Judge: Boy can stay with older sister

Published On: May 14 2013 10:49:52 AM EDT   Updated On: May 15 2013 08:06:17 AM EDT

A dependency court judge rules a 12-year-old boy can stay with his older sister after their father was charged with tying the boy to a pole with a bicycle cable wire.


A dependency court judge ruled a 12-year-old boy can stay with his older sister after their father was charged with tying the boy to a pole with a bicycle cable wire.

Miami-Dade Circuit Court Judge Mari Sampedro-Iglesia ruled that Adolfo Guzman's 21-year-old daughter would have temporary custody of her two siblings.

Guzman can have no contact with his son until his criminal case is resolved. He can see his 15-year-old daughter.

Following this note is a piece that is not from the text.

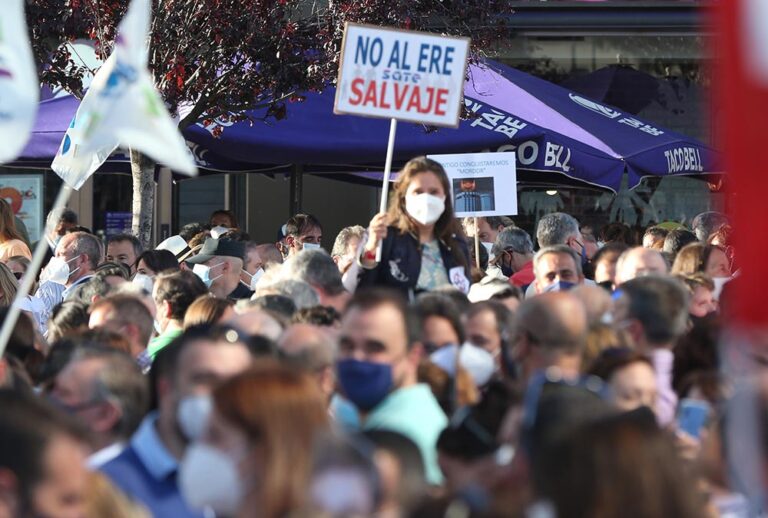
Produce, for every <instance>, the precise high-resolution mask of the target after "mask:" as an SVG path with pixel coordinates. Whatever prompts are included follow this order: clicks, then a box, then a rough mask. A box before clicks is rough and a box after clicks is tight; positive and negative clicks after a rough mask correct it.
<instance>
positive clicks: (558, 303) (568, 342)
mask: <svg viewBox="0 0 768 518" xmlns="http://www.w3.org/2000/svg"><path fill="white" fill-rule="evenodd" d="M514 330H515V339H514V344H515V350H516V355H517V361H518V362H520V363H521V365H522V368H523V373H522V374H523V376H524V377H525V378H527V377H529V376H530V375H531V374H532V373H533V372H535V371H538V370H544V369H548V368H550V367H557V368H560V369H561V371H562V372H563V373H564V374H567V375H569V376H570V375H573V376H576V375H578V374H579V369H580V367H581V355H582V353H583V351H584V347H585V342H586V336H587V312H586V310H585V309H584V305H583V304H582V302H581V301H580V300H579V299H578V298H577V297H575V296H574V295H572V294H571V293H568V292H555V293H544V294H542V295H539V296H536V297H533V298H530V299H527V300H525V301H524V302H523V303H522V304H521V305H520V309H519V310H518V312H517V314H516V315H515V325H514Z"/></svg>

"Even a minute would not have been appropriate," Sampedro-Iglesia told Guzman. "I mean, children shouldn't be treated as -- I don't even know. I was going to say animals but it's not even animals."

Police arrested Guzman on Sunday and charged him with aggravated child abuse. Guzman's 12-year-old son left their apartment without permission two days in a row, according to an arrest report. When he returned the second time, Guzman used the cable wire to tie him to the pole outside their apartment.

Passer-bys flagged police officers down, who had the Miami Beach Fire Department cut the boy loose.

"It's all my fault. It's not his fault," the 12-year-old boy told Local 10's Glenna Milberg. "It's all my fault because I'm the one who got out of the house without permission. I came late."

The boy is the youngest of Guzman's children. A single father, Guzman raises his three children on a $1,000-a-month disability check.

"He never hit me in my life. Not even my sisters," said the boy.

His 15-year-old daughter said she was supposed to unlock her brother after 10 minutes but forgot.

"I don't say nothing because he deserved that because he make my dad do that," said the boy's sister.

The Department of Children and Families recommended Guzman not be able to stay in the same home as his son and 15-year-old daughter.

"The father, based on the allegations, we feel that the children are at prospective risk of further abuse and neglect," said Barbara Galvez with DCF.

But Guzman found an ally in Franklin Gomez, the child protective investigator.

"Despite these allegations, they (the children) feel that they are not afraid of the father. They're not concerned. They feel this was a one-time thing to them," said Gomez.

Guzman is scheduled to return to court in June.